Welcome 9 Wincestmas
Thank you for fixing the gifs yesterday. I’m sorry tumblr put us through that, but hopefully today will go better. It’s a story so if it doesn’t then terry tumblr and I will need to have words.
Sam notices it early on, not long after Dad starts taking Dean out on the occasional easy hunt. Dean doesn’t talk to Sam about it, the way his eyes brighten when Dad says ‘I’ll need you on this one, Dean,’ or the serenity that suffuses his whole being when they’re successful, or the way he can’t sit still when he’s left behind, a frantic energy that’s different from before when he’d only been waiting their father’s safe return.
Dean’s stuck with Sam, and he’s cleaning the weapons. There’s pitiful few compared to what Dad keeps with him, but he dotes on one silver-plated blade anyway that it takes him as long to finish as when they have to clean the whole trunk. Sam pretends that he doesn’t see the twitch of his brother’s mouth in the gleaming reflection.

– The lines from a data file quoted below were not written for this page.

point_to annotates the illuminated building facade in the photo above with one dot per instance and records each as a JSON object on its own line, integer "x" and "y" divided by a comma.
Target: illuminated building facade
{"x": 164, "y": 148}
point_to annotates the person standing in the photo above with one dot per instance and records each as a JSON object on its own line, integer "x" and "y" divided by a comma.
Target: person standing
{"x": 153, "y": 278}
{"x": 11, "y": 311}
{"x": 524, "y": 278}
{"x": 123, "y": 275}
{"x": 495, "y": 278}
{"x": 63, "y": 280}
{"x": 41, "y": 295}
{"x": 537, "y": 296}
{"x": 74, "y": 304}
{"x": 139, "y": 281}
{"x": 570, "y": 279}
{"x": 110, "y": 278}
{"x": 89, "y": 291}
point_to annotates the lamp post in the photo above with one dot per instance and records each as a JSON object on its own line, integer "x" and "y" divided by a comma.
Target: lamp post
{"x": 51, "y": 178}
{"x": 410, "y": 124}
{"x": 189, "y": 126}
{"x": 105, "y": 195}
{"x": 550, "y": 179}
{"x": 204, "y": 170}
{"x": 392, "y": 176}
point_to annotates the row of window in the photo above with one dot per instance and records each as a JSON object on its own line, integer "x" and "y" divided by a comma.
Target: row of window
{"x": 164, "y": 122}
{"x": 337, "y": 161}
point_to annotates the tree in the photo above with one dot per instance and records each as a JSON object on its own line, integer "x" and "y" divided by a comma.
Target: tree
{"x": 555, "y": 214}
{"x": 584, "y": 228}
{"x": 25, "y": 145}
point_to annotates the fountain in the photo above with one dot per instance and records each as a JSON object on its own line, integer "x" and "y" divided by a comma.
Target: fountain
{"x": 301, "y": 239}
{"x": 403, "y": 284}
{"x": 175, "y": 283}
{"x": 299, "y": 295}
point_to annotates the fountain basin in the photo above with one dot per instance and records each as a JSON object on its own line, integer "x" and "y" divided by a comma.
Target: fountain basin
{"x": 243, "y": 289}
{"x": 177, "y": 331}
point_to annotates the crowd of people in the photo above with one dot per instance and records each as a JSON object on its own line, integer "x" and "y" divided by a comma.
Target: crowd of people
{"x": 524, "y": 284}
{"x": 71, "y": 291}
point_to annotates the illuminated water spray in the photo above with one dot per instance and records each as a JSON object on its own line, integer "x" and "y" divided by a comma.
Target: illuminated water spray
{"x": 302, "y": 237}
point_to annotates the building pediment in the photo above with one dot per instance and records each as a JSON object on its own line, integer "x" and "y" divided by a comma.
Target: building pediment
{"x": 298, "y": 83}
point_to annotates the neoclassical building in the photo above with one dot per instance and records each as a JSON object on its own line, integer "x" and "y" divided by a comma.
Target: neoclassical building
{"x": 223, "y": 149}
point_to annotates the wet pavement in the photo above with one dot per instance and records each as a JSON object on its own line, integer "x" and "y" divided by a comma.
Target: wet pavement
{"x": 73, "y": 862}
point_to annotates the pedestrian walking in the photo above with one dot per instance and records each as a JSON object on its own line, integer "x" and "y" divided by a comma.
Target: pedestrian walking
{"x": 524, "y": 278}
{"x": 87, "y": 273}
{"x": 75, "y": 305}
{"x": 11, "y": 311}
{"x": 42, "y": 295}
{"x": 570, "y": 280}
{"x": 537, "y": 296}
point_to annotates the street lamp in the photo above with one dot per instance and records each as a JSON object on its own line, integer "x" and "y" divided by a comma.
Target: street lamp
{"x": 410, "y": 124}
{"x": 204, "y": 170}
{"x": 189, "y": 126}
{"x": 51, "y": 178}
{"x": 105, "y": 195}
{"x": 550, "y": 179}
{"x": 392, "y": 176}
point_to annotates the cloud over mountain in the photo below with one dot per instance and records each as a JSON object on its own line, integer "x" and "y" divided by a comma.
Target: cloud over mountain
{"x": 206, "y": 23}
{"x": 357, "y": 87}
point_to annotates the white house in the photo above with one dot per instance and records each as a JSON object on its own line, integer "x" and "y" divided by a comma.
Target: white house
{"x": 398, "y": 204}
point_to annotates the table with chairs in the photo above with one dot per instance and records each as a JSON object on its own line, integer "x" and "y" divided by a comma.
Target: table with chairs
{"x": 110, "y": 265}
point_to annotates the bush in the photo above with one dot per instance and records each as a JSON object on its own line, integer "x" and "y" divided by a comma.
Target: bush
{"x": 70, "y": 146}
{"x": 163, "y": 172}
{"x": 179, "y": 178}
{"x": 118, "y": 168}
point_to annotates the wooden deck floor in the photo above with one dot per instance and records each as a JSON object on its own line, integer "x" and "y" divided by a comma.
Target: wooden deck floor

“I’m heading out for a bit.” Dean says. “Don’t leave. If Dad calls, the manager needed something taken care of, and he just missed me.”
Sam grunts in reply, figures Dean thinks he’s too caught up in Full House to notice the knife being slipped into a boot.
“Hey! Barf Breath! I’m talking to you.” Dean lobs a pillow at him.
“Yeah, I heard you! Bring me back a soda, and maybe I won’t tell Dad.”
“You won’t tell him.” Dean’s voice is deathly calm, unreasonably confident, considering Dean’d ratted out Sam skipping P.E. last week. He’s not wrong, though neither knows for sure in this moment.
Sam shrugs, and slouches back into the pillows he’s propped up on. Dean leaves, stepping lightly with his right foot. Something in Sam tells him he should follow, or at least peek out the window to see which direction his brother takes off in, but he ignores it, preferring to sulk about being left on his own again.
The memory of that first instinct tugs on Sam’s conscience when Dean saunters back in, hours later, calm in a way he hasn’t been in weeks, despite sporting an angry red welt across his cheek bone.
“What happened?” Sam demands, crowding Dean at the sink where he bee-lined to wash his hands.
“Bar fight.”
“You’re not old enough for bars.”
“Why do you think there was a fight, genius?”
Sam’s pretty sure not even a bouncer would hit a kid for trying to get in, and that’s what Dean is to the rest of the world, the ones that don’t know better, can’t tell what he’s become. So he’s incredulous at first, struggling to come up with a reply until he feels more than realises the way Dean is boxing him out, won’t let him look into the sink properly, blocking the mirror angle too.
“Whatever,” Sam hurries to lock himself in the bathroom, lets Dean think he won, but Sam needs to be alone, to freak out, hyperventilate, scream silently, die in the struggle between morality, and loyalty to the only person who’s ever loved him. Because he saw, Sam saw the damning bloody scratches along Dean’s arms.
When Dad gets back two days later, Sam starts asking to go on hunts too.
**********
Ooooh, eeeeenteresting! This tasty little nugget of things beginning to germinate. I love that unspent energy. LOVELY!